Merge/Join Operations — Pandas vs Polars
Published:
• Last updated:
• By Jeferson Peter
Polars & Pandas
Imagine you have two datasets: one with customers and another with their orders.
To analyze them together, you’ll need to perform a join. Let’s see how Pandas and Polars handle this.
Example data
import pandas as pd
import polars as pl
customers = pd.DataFrame({"id": [1, 2], "name": ["Alice", "Bob"]})
orders = pd.DataFrame({"id": [1, 2], "amount": [100, 200]})
customers_pl = pl.DataFrame({"id": [1, 2], "name": ["Alice", "Bob"]})

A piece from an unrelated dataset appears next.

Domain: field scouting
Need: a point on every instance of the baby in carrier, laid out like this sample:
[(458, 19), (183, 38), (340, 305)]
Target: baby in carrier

orders_pl = pl.DataFrame({"id": [1, 2], "amount": [100, 200]})
Merge in Pandas
merged_pd = pd.merge(customers, orders, on="id")
print(merged_pd)
# id name amount
# 0 1 Alice 100
# 1 2 Bob 200
Join in Polars
merged_pl = customers_pl.join(orders_pl, on="id")
print(merged_pl)
# shape: (2, 3)
# ┌─────┬───────┬────────┐
# │ id ┆ name ┆ amount │
# │ --- ┆ --- ┆ --- │
# │ i64 ┆ str ┆ i64 │
# ╞═════╪═══════╪════════╡
# │ 1 ┆ Alice ┆ 100 │
# │ 2 ┆ Bob ┆ 200 │
# └─────┴───────┴────────┘
Conclusion
- Pandas: uses
pd.merge()
with many options (on
,how
, etc.). - Polars: uses
.join()
with similar parameters. - Both are flexible, but Polars joins are often faster on large data.